Brooks & Dunn 'call it a day'

NASHVILLE, Tenn. – Brooks & Dunn are done.

Best-selling country duo Kix Brooks and Ronnie Dunn posted a message on their Web site Monday saying they agreed to “call it a day” after 20 years of making music together.

“This ride has been everything and more than we could ever have dreamed. ... We owe it all to you, the fans,” they said in the message. “If you hear rumors, don’t believe them, it’s just time.”

While some industry insiders were surprised at the news, Steve Bakken, music director at Fargo’s Bob 95 FM, said he heard a split was coming weeks ago from record label executives. Bakken didn’t name names, but he said the label wasn’t the duo’s, Arista.

“Twenty years is a long time to be doing it,” Bakken said, adding that he believed they would each stay involved in musical projects.

Randy Levy, co-owner of WE Fest, was one of those surprised by the development – when he heard it minutes before the duo played Friday night at the Detroit Lakes, Minn., country music festival. It was the group’s fifth appearance at the annual event.

Levy said their performance Friday was “terrific, one of the best shows of the week.”

Lilly Pad, DJ at the Fargo country station Froggy 99.9 FM, said there was “no hint,” about a split coming when she saw them Friday. “It was one of the best shows. They looked great and they sounded great.”

Both Pad and Bakken said the only outfit as long-running and successful as Brooks & Dunn was the quartet, Alabama.

Brooks & Dunn will release a greatest-hits album on Sept. 8 and tour one last time in 2010.

The duo’s many hits include “Boot Scootin’ Boogie,” “My Maria,” “Red Dirt Road” and “Cowgirls Don’t Cry” with Reba McEntire.

The men’s label, Arista Nashville, said the group has sold more than 30 million albums.

Brooks, 54, and Dunn, 56, were struggling solo artists when Arista’s Tim DuBois urged them to join forces in 1990. Together they’ve scored 23 No. 1 hits.

They’ve recorded 10 studio albums, the latest 2007’s “Cowboy Town.”

“They’ve been to the mountaintop and they’ve accomplished everything that two human beings joined together musically can do in a career,” says Brian Philips, president of Country Music Television. “They’ve had every kind of hit. Literally, they’ve explored every musical texture and tempo and style and flavor.”

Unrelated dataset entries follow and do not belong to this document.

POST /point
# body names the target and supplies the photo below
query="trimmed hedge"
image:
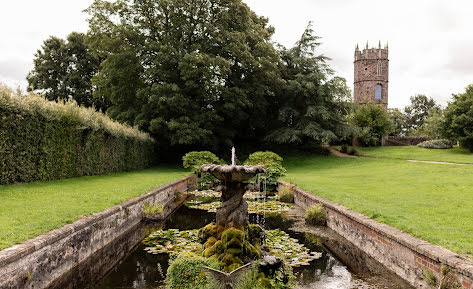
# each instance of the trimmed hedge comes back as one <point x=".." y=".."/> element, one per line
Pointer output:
<point x="44" y="140"/>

CMT is scheduled to tape Brooks & Dunn performing and discussing their music today for an episode of the show “Invitation Only” to air in October.

Philips calls the announcement of the split a complete surprise. He says he has no idea what they might do in the future, but he’s certain it will involve music.

“The guys that I know, I can’t imagine either of those two individuals walking away from music. That’s unthinkable,” Philip says.

The pair steeped itself in the mythical West (the duo’s emblem is a sun-bleached steer’s skull) and rode the charts with a driving honky-tonk sound. Brooks & Dunn took a turn with 2003’s “Red Dirt Road” and often pay homage to their classic rock influences, including playing shows with the Rolling Stones and ZZ Top.

Brooks & Dunn won the Country Music Association’s vocal duo of the year award every year between 1992 and 2006, except for 2000.

The CMA named the duo entertainer of the year in 1996.

Other country groups have called it quits only to reunite. The mother-daughter duo The Judds split in 1991 but regrouped to tour and record years later.

“I fully expect them to come back, just like Garth will be back,” Bakken said.